Joseph Boyden’s The Orenda: Editor Gary Fisketjon Presents a Literary Masterpiece

February 13th, 2015

The Washington Post calls it “magnificent” and “an extraordinary work of art.” New York Times bestselling author of The Son, Philipp Meyer, proclaims that it’s “destined to be a classic.” With no shortage of literary admirers, Joseph Boyden’s The Orenda—an epic saga about the first encounters between Jesuit missionaries and the native tribes of Canada—presents the perfect blend of history and storytelling mastery. Who better to set the stage for your book club’s discussion of this riveting novel than its editor, Knopf’s Gary Fisketjon? Read on to find out what to expect from The Orenda—through the eyes of one of its biggest supporters.

I’ve wanted to publish Joseph Boyden ever since I read his first novel, Three Day Road, which is about two young Cree men who became famous snipers in the Great War. Another publisher denied me the pleasure, but I followed this extraordinarily talented author through a second novel, Through Black Spruce, and leapt at the chance to publish his third. The Orenda is a masterful epic whose subject is the conflict that formed this entire continent. In the early seventeenth century, well before there was a United States of America or a Canada, there were, however, two vast powers operating from the center of it: the Huron and Iroquois empires, each comprised of five distinct tribal nations ruling vast stretches of what would later become two different countries. The Orenda is the best, most compelling first-contact story I’ve ever read, with French Jesuits seeking to convert those who provide their nation with a fortune in furs and hoping to avoid being captured by others who would offer only an excruciating death.

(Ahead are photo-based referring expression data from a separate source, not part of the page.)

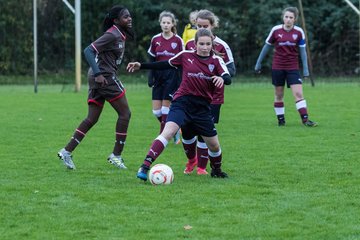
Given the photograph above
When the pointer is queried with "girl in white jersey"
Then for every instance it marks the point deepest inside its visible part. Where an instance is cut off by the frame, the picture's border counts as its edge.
(164, 83)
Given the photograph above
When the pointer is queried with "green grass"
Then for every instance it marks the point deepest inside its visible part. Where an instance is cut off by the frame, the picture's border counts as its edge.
(285, 183)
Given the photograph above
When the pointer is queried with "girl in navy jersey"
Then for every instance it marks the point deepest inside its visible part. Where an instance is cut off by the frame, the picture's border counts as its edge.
(288, 40)
(104, 56)
(202, 73)
(207, 19)
(164, 83)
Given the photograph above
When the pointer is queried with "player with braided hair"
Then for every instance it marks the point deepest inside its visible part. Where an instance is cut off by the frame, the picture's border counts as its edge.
(104, 57)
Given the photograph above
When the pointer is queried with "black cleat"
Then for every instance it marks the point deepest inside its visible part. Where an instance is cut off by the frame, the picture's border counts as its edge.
(281, 123)
(217, 173)
(309, 123)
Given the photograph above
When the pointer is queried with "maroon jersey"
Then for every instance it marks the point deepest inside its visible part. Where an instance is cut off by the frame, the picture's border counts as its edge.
(110, 49)
(163, 49)
(197, 73)
(287, 43)
(224, 50)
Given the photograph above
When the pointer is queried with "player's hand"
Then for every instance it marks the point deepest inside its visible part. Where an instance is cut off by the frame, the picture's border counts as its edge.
(218, 81)
(133, 66)
(101, 80)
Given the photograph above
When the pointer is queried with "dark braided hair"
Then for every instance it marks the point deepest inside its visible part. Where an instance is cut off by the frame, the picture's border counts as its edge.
(116, 12)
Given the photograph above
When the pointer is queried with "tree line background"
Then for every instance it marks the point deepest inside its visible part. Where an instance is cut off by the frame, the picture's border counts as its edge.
(332, 30)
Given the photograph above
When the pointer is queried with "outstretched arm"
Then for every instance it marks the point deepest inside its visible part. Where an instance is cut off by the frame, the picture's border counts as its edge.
(90, 56)
(262, 55)
(231, 68)
(161, 65)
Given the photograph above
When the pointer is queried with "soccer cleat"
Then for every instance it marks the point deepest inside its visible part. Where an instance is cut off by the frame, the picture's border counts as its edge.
(309, 123)
(177, 138)
(281, 122)
(66, 157)
(190, 166)
(116, 161)
(142, 172)
(201, 171)
(217, 173)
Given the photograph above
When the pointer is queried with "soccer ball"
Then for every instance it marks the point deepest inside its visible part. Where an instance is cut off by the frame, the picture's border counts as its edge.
(161, 174)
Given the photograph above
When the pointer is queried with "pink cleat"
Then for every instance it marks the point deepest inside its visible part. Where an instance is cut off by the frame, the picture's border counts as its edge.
(201, 171)
(190, 165)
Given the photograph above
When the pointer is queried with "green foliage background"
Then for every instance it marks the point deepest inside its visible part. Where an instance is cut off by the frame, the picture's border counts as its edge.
(332, 26)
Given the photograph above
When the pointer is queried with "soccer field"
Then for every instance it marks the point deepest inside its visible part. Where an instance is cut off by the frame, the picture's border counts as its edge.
(291, 182)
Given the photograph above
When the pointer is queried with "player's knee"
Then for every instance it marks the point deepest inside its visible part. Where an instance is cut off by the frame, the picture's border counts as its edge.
(214, 146)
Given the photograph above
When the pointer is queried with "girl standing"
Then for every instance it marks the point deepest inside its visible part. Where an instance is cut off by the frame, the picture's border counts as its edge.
(208, 20)
(202, 73)
(164, 46)
(289, 41)
(104, 56)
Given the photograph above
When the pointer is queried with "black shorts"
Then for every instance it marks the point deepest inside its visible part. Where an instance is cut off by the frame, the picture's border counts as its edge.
(215, 111)
(165, 85)
(290, 76)
(193, 115)
(110, 92)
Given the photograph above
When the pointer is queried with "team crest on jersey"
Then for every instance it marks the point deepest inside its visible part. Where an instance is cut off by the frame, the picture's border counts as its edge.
(211, 67)
(173, 45)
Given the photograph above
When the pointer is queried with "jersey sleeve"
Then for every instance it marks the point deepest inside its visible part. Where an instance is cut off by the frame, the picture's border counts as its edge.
(302, 41)
(151, 50)
(221, 67)
(102, 42)
(190, 45)
(176, 60)
(271, 37)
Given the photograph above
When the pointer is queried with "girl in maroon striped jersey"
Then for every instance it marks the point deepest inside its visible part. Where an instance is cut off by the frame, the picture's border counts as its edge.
(164, 83)
(104, 56)
(202, 73)
(288, 40)
(207, 19)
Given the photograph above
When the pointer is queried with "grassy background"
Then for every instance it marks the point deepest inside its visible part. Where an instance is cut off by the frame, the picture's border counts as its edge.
(285, 183)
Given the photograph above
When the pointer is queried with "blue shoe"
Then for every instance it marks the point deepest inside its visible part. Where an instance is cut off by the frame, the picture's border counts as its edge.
(177, 137)
(309, 123)
(142, 172)
(66, 157)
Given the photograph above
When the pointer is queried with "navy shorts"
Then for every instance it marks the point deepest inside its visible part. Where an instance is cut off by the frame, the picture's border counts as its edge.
(215, 111)
(279, 77)
(165, 85)
(110, 92)
(193, 115)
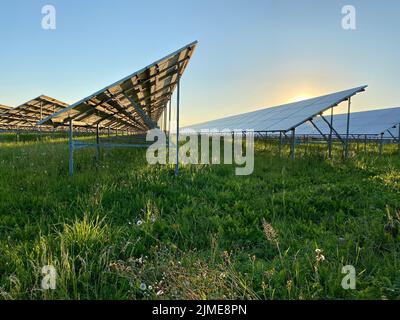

But this isn’t a history book. Rather, it’s the story of three remarkable people who embody and redefine the encounter between European and aboriginal people that resonates so strongly to this very day. Here is where we all come from, and what we are marked by, and it provides endless opportunities to understand our countless generations on this land, as well as ourselves, better and more clearly. Over the past year, my conversations about this novel have amounted to not hours but days. As Justus Joseph, one of my favorite booksellers, at Elliott Bay in Seattle, put it: “A literary masterpiece that immerses readers in a past to be reconsidered, but finds its true power in illuminating our present.”

I very much hope you will soon find yourself talking about The Orenda with your friends, since this is a book that keeps on giving.